Rhein-Zeitung vom 31.10.2001

"Koblenzer OB müsste Recht und Gesetz
 kennen und beachten"

Offener Brief des Niederwerther Ortsbürgermeisters zum Zementmahlwerk im Kesselheimer Rheinhafen - Rechtliche Bedenken angemeldet

NIEDERWERTH/KOBLENZ. Die Niederwerther bangen um ihre Lebensqualität, wenn das in bedrohlicher Nähe liegende Zementmahlwerk in Koblenz- Kesselheim seinen Betrieb aufnimmt. In einem offenen Brief zweifelt Ortsbürgermeister Alfons Klöckner an der Rechtsauffassung über Baugenehmigungsverfahren des Koblenzer Oberbürgermeisters Eberhard Schulte- Wissermann. "Gerade er als Jurist müsste Recht und Gesetz kennen und auch beachten", so Klöckner. Mit einem zweifelhaften Genehmigungsverfahren werden, so Klöckner weiter, die Interessen der Bürger aus Kesselheim, von Niederwerth und Weitersburg eklatant missachtet, ja sogar die seit Jahrzehnten angesiedelte Großindustrie Corus und deren Zulieferfirmen mit etwa 2000 Arbeitsplätzen gefährdet und aufs Spiel gesetzt. "Ist er tatsächlich bereit, für zehn in Aussicht gestellte Arbeitsplätze 2000 dagegen zu opfern?", fragt Klöckner.
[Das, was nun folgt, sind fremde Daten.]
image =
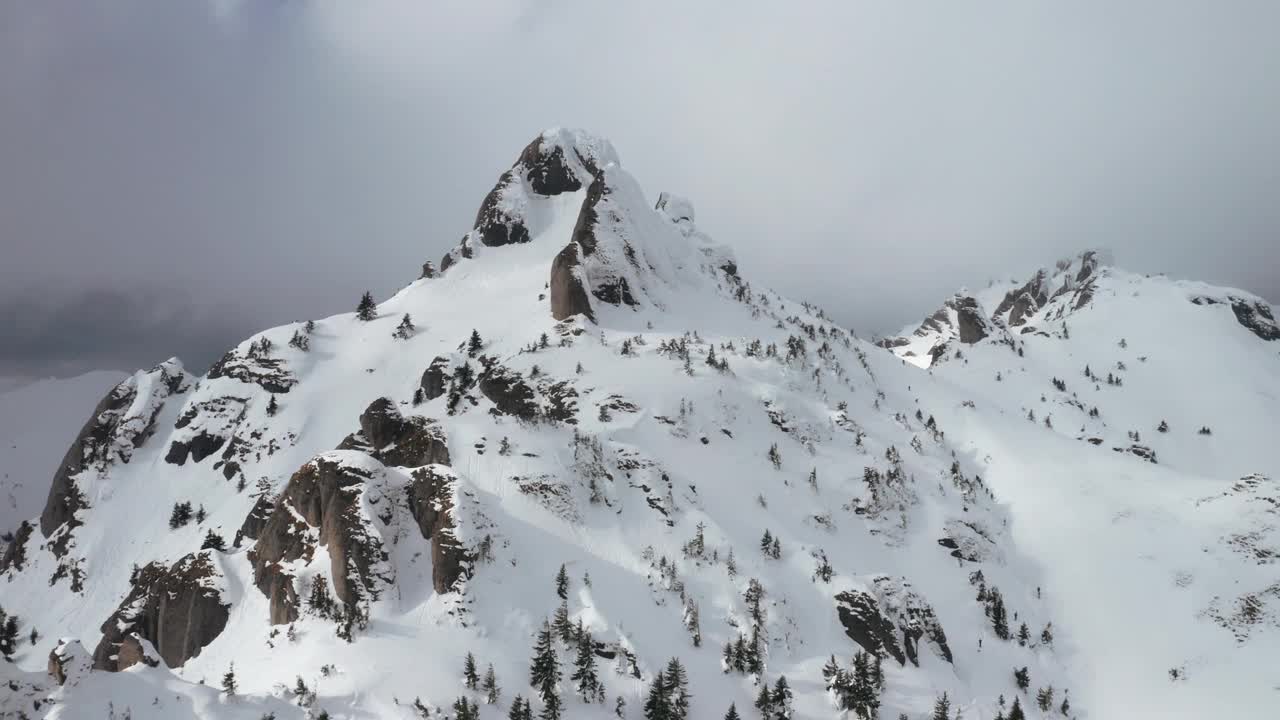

Der Inselortschef listet die wesentlichen Fakten des sonderbaren Genehmigungsverfahrens auf: Die Baugenehmigung wurde nach dem Bundesimmissionsschutzgesetz (vereinfachtes Verfahren) erteilt. Dies sei rechtlich bedenklich. Mit den Bauarbeiten wurde bereits begonnen, als noch keine Baugenehmigung vorlag. Auch die baurechtlichen Vorgaben für eine Genehmigung dieses Bauwerks in diesem Gebiet seien fraglich. Ob aus dem derzeit gültigen Bebauungsplan "Hafen" der Bau einer Industrieanlage (Zementmahlwerk) abgeleitet werden kann, wird in einem Normenkontrollverfahren geklärt werden müssen, fordert Klöckner. Das Umweltverträglichkeitsgutachten, das zum Bauantrag gehört und auch vorliegt, beruhe auf falschen Gegebenheiten. Laut diesem Gutachten können bei Störungen und Wartungsarbeiten auch kurzfristig erheblich höhere Staubkonzentrationen auftreten.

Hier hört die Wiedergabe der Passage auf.